Eintracht Frankfurt are ready to “rock” Wednesday’s Europa League final as the “Bestia Blanca” (White Beast) when they take on Rangers in Seville spearheaded by the Spanish-speaking Colombia striker Rafael Borre.
Frankfurt want to face the Scottish giants in their alternative white strip, now regarded as a lucky charm after being worn in impressive wins at Barcelona and West Ham during their European campaign.
“We must play in white. We rocked Europe in white,” insists Axel Hellmann, spokesman for the Eintracht board. “We’re the White Beast”.
Hellmann anticipates around 50,000 Frankfurt fans will descend upon Seville – “which the city has never seen before” – and predicts a “unique final, a unique encounter”.
“Glasgow is mythical for us. Playing against Rangers was always a dream at our club,” he added.
Eintracht beat Rangers 6-1 and 6-3 in the semi-finals of the 1960 European Cup, but lost 7-3 to Real Madrid in the final held in Glasgow.
Frankfurt’s first European final since winning the UEFA Cup in 1980 will have a Spanish-speaking element in Seville.
“Personally, it’s been an unbelievable year, I never expected to experience so much with this club,” Borre told Eintracht’s website in Spanish.

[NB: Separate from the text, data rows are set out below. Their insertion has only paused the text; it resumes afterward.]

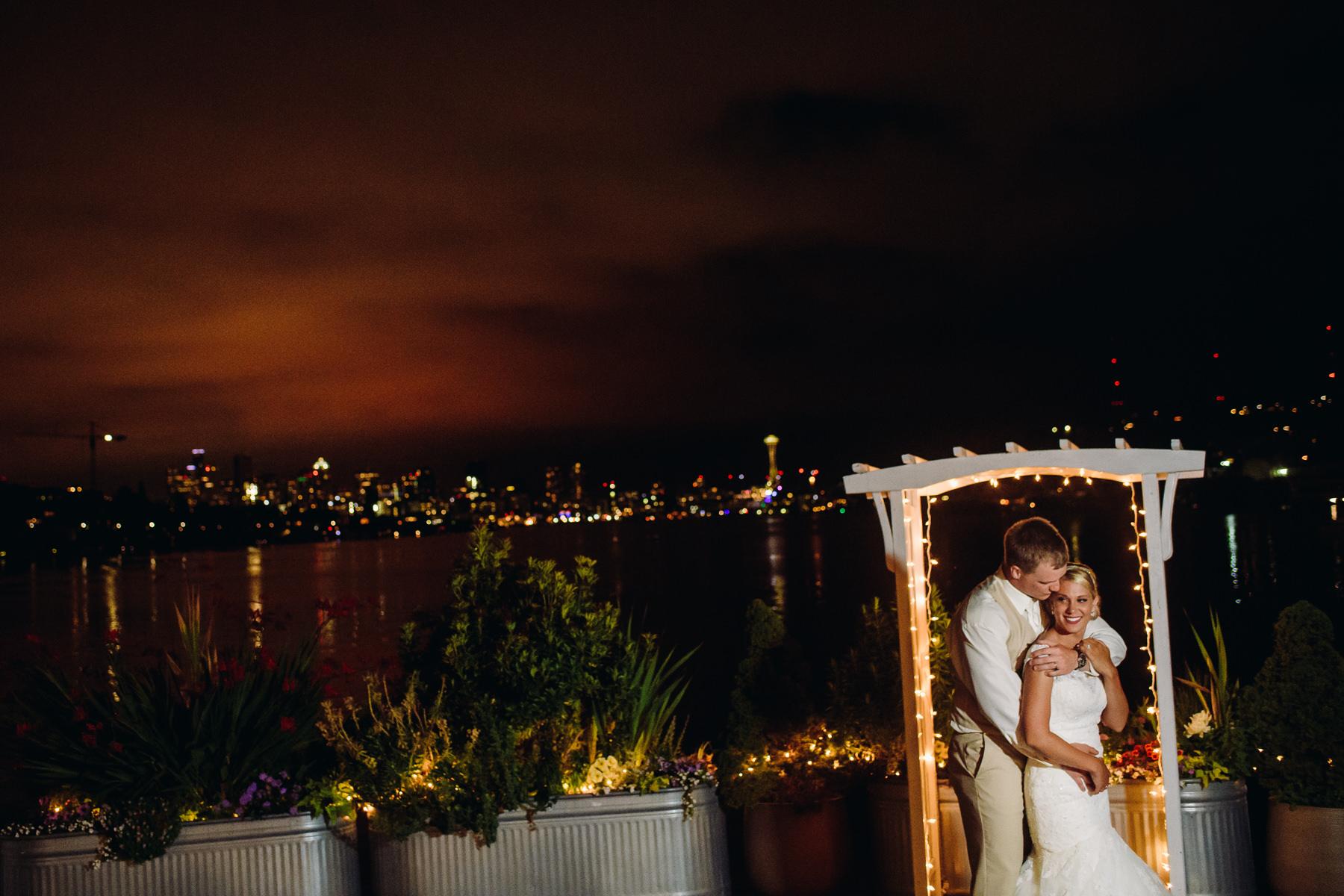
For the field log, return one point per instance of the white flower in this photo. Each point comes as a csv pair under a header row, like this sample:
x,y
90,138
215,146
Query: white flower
x,y
1201,723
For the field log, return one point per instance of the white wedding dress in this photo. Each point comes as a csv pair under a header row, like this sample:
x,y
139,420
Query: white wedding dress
x,y
1075,852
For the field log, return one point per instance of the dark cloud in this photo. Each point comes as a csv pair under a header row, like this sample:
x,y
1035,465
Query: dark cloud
x,y
461,228
799,125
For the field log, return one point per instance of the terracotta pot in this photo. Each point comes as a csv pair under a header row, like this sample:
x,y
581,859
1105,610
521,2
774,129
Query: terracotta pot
x,y
797,849
1305,850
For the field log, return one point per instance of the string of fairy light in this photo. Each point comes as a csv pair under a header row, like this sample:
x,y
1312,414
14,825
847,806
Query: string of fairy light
x,y
921,635
1140,548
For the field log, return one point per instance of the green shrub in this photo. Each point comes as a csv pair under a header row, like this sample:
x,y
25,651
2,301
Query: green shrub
x,y
186,736
1293,715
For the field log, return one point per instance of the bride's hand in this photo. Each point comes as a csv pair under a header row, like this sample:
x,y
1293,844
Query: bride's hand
x,y
1098,655
1054,660
1098,778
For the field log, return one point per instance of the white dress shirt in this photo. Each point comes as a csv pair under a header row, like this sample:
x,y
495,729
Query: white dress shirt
x,y
995,687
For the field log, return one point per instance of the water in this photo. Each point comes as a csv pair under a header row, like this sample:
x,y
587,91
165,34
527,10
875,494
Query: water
x,y
691,581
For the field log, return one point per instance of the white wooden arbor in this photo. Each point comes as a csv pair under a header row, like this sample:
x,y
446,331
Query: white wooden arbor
x,y
897,492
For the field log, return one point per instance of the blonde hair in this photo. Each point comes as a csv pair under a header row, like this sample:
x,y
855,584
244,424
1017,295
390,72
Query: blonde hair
x,y
1083,575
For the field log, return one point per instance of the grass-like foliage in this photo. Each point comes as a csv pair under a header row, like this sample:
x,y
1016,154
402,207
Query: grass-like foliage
x,y
520,684
183,736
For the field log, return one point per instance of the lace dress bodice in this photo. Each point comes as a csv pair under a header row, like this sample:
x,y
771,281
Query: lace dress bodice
x,y
1075,852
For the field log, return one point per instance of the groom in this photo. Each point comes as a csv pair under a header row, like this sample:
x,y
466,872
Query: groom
x,y
988,640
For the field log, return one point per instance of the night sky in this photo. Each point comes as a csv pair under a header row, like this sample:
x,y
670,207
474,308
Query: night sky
x,y
532,233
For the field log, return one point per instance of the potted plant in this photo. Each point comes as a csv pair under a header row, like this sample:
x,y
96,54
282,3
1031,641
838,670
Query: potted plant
x,y
786,766
867,703
1293,721
520,689
1216,822
149,770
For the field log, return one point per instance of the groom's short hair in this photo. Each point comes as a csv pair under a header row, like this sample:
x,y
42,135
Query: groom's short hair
x,y
1028,543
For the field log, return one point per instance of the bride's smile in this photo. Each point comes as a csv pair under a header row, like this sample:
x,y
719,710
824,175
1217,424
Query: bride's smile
x,y
1071,608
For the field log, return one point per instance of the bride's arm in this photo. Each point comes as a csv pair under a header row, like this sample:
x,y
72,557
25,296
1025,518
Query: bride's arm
x,y
1117,706
1036,734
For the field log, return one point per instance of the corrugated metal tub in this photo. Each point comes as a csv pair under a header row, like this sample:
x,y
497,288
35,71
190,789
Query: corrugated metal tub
x,y
297,856
1216,829
613,845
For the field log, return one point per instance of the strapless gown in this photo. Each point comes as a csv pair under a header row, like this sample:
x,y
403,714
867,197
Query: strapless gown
x,y
1075,852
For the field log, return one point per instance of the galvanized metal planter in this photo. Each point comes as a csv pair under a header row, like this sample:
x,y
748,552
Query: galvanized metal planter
x,y
890,812
1304,852
297,856
612,845
1139,815
1216,829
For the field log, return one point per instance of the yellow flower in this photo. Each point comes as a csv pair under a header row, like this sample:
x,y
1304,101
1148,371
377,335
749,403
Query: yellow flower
x,y
1199,724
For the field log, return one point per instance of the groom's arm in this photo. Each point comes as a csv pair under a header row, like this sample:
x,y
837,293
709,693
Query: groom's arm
x,y
998,689
1060,662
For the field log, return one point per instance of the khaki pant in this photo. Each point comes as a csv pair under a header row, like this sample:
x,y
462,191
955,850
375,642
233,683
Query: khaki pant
x,y
988,782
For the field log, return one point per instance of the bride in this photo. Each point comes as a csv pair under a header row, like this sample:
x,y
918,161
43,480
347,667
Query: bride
x,y
1075,852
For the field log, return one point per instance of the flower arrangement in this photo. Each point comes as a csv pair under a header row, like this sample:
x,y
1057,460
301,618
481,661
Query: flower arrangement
x,y
1206,741
1133,754
132,751
801,768
609,774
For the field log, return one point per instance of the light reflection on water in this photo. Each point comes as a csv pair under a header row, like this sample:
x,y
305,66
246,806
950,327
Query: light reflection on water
x,y
687,582
690,582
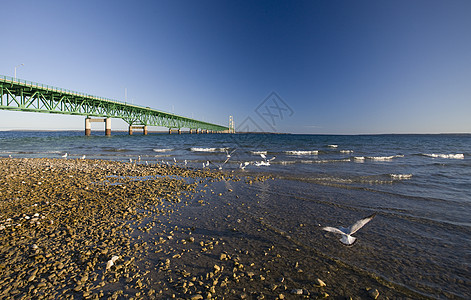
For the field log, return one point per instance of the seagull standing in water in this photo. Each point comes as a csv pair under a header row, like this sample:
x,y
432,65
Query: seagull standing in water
x,y
346,233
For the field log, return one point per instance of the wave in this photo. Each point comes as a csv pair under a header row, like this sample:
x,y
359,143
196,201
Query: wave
x,y
162,150
401,176
259,152
302,152
383,158
198,149
449,156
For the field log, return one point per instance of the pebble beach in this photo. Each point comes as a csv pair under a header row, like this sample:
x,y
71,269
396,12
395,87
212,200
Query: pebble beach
x,y
94,229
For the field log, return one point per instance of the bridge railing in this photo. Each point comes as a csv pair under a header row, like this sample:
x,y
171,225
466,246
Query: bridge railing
x,y
53,88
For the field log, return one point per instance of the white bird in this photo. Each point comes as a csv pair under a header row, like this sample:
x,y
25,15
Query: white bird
x,y
243,165
346,233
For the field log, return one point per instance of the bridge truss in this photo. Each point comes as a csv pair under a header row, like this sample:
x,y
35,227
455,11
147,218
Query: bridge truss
x,y
21,95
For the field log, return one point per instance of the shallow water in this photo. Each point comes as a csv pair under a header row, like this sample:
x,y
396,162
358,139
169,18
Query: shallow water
x,y
419,186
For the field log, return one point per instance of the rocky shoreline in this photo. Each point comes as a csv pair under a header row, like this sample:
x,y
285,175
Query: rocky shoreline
x,y
94,229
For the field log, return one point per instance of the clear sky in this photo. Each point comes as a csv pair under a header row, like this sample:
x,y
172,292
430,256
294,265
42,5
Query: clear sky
x,y
340,67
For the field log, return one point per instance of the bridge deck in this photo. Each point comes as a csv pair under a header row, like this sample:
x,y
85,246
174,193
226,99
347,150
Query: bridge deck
x,y
22,95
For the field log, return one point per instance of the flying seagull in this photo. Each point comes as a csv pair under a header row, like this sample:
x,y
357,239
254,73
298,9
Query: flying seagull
x,y
346,233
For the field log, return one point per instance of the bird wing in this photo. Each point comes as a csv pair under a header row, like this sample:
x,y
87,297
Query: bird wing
x,y
360,223
333,229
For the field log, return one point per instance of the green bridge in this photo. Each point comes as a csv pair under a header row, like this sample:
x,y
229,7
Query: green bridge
x,y
22,95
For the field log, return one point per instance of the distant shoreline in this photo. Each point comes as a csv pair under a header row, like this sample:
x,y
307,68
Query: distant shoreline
x,y
278,133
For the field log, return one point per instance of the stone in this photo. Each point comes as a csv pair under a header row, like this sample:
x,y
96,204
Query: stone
x,y
373,293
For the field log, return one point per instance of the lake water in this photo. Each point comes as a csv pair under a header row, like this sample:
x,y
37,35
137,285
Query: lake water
x,y
419,186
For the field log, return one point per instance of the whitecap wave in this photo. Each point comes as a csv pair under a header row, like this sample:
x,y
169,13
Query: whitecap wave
x,y
449,156
302,152
162,150
199,149
383,158
259,152
401,176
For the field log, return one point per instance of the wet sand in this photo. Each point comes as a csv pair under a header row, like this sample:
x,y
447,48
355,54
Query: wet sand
x,y
89,229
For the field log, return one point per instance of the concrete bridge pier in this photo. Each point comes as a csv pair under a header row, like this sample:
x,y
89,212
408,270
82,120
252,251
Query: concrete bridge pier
x,y
88,125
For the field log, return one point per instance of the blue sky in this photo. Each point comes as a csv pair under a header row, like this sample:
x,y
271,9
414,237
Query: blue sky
x,y
340,67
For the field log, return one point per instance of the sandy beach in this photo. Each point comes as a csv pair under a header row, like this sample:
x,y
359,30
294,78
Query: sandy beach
x,y
94,229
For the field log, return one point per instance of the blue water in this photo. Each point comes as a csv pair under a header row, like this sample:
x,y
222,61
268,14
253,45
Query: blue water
x,y
420,186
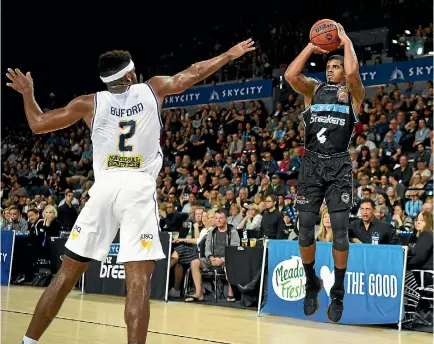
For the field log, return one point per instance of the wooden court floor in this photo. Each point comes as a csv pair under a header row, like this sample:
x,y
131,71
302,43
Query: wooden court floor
x,y
98,319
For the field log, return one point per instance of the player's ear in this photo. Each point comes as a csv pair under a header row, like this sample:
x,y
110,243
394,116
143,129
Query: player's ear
x,y
128,76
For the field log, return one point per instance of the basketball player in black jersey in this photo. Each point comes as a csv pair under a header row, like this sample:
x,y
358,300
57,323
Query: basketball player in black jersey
x,y
326,172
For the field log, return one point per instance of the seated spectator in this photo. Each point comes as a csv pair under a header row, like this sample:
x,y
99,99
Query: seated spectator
x,y
325,233
16,222
381,212
400,221
186,250
420,257
216,241
370,230
252,220
51,226
414,205
236,216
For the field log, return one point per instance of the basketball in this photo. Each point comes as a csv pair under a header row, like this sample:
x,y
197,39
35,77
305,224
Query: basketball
x,y
324,33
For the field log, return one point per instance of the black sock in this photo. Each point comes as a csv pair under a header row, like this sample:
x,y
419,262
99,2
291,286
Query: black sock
x,y
338,289
310,273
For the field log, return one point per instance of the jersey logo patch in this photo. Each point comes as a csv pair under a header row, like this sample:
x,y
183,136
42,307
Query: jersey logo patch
x,y
330,108
343,96
120,161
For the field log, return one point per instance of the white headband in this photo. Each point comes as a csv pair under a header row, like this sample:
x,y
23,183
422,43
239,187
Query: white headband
x,y
119,74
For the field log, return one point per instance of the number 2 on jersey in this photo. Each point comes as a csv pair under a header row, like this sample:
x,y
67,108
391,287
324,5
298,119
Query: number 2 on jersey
x,y
320,135
131,130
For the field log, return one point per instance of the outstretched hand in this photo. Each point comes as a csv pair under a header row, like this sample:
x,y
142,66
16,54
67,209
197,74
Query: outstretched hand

“I am really happy to be part of such success.”
The 26-year-old arrived from Argentinian club River Plate to replace Andre Silva, who hit 28 Bundesliga goals last season before leaving to join RB Leipzig.
Yet after initially struggling to establish himself in the Bundesliga, Borre has scored two of the most important goals in the club’s history.
– Dream goal at Camp Nou –
A superb long-range effort with his right foot from 25 meters at Camp Nou flew in off the underside of the crossbar to help Frankfurt win 3-2 at Barcelona for a 4-3 aggregate win in the quarter-finals.
“The goal against Barcelona helped me personally, as well as the team,” Borre added.
“It was a real blow to Barcelona.
“It put the wind in my sails for the rest of the game. I am very grateful for it.”
He then broke the deadlock to seal a nervy 1-0 home semi-final victory against West Ham and the 3-1 aggregate win fired Frankfurt into their first European final for 42 years.
“I will never forget the fans’ support,” he said, referring to the electric atmosphere for the home semi-final.
“The stadium was at a fever pitch.
“I spoke to a few team-mates about it and we agreed that we needed it.
“The support pulls you through in weaker moments.
“The final is going to be awesome, Frankfurt and Ranger have fought hard to be there and we have to enjoy it,” Borre added.
The Colombian has developed a good understanding with Frankfurt forwards Ansgar Knauff and Filip Kostic.
Borre’s cross at London’s Olympic Park saw Knauff head Eintracht into the lead less than a minute into the first semi-final at West Ham.
Knauff returned the favor with a cross which Borre converted to hit the winner in the return.
“We understand each other better with each game,” Borre said.
“Ansgar fitted into the team very quickly and the whole team has a good harmony on the pitch.”
Borre has impressed Eintracht coach Oliver Glasner, who is also in his first season in Frankfurt.
“He is very important for our game, because he has a fantastic mentality, he works so hard for the team,” said Glasner. “He’s having a great season.”